What is it? Who is it for?

X-ray image of a partial knee replacement
X-ray image of a partial knee replacement. SHEILA TERRY / Getty Images

The knee jointt is composed of 3 parts: medial (or inside), lateral (outside), and patellofemoral (joint between kneecap and the femur). A partial knee replacement, as known as a unicondylar knee arthroplasty (UKA) is a surgical procedures that replaces only one of those three parts. Traditionally a UKA replaces the medial compartment of the knee.

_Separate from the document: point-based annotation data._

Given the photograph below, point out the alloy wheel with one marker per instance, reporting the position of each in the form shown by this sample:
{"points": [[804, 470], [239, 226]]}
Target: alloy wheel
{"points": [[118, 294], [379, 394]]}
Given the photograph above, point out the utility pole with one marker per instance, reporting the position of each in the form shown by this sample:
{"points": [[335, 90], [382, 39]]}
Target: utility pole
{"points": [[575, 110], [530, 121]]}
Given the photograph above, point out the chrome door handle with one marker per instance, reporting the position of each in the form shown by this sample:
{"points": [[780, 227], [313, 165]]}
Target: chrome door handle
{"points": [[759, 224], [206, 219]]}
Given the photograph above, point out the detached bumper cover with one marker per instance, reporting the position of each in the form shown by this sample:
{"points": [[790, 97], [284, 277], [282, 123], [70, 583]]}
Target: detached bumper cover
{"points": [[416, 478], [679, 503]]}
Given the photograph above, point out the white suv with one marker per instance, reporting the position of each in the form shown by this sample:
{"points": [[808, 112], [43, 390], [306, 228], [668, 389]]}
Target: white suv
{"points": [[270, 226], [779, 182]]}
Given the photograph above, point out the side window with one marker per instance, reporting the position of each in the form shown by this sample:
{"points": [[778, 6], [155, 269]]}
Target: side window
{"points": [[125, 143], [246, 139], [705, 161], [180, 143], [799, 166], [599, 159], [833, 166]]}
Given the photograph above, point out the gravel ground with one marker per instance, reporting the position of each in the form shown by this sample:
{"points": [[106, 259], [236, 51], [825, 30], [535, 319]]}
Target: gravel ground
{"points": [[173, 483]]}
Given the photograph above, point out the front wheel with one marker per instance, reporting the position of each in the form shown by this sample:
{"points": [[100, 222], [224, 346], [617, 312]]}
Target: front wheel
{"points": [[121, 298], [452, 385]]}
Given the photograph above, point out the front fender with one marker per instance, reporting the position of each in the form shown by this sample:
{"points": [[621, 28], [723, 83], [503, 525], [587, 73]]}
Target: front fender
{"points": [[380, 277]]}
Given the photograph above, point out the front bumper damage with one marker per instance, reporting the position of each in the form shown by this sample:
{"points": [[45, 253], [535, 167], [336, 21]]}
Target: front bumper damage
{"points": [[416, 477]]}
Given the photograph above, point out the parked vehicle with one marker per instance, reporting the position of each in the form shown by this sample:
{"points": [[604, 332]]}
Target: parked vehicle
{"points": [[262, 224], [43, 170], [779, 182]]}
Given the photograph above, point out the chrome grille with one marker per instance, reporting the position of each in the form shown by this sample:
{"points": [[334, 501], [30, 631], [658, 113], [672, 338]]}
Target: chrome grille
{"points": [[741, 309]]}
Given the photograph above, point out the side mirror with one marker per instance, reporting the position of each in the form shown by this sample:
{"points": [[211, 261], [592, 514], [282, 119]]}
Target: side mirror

More recently UKAs have been designed for the lateral aspect of the knee.

The Procedure

This procedure is limited to patients with arthritis that effects only the middle compartment of the knee, less commonly it is used for patients with arthritis of only the lateral compartment. A reasonable question is ‘if we have the technology to replace the whole knee, why bother just replacing part of it?’ The advantages of a UKA are that it preserves the cruciate ligaments of the knee (ACL and PCL), and thus can lead to more natural knee motion. If a patient does not have well functioning ACL/PCL, then they won’t benefit from this procedure. Another benefit is that this is a faster, less morbid procedure. UKAs are associated with less blood loss and faster recovery. A study that looked at patients with a UKA on one side and a traditional total knee on the other, found that patients preferred the UKA side.

The Downside

So what are the downsides? The main downside comes from the possible need to convert a partial knee replacement to a total one.

This happens of the UKA causes severe pain, fails, or the adjacent parts of the knee develop arthritis. Converting a UKA to a total knee replacement is associated with worse outcomes comparing to doing a total knee replacement on a native knee. Most surgeons would compare converting a UKA to total knee, with revision knee replacement (performing total knee for a second time on a joint that already had a total knee replacement prior).

The other downside is that a fairly small number of patients are candidates for partial knee replacement. The traditional indications for this procedure, developed in the late 1980s, suggest that  patients with the following characteristics do best with partial knee replacement:

  • Arthritis of a single compartment of the knee
  • Age greater than 60
  • Weight less than 181 pounds
  • Low Demand
  • Minimal rest pain
  • Range of motion over 90 degrees
  • Patients without significant bowlegged or knock-kneed deformity

More recently these indications have began to expand, and newer studies have shown that perhaps younger, and slightly more overweight patients may do well with partial knee replacement.

Closing Thoughts

This all sounds like a great idea, right? But how do these do? Well, it turns out that partial knee replacements do fairly well! Most studies of UKAs done in the late 90s or early 2000s show that the 10-year survival of these implants is about 90% to 95%. An important aspect to keep in mind that patients that were included in these studies are very carefully selected.

A safe assumption is that as the indications for this procedure are stretched, the outcome will likely decline. Overall this appears to be a great option for a very select group of patients. Patients that do not fit the strict criteria for a partial knee replacement, will not do well with one.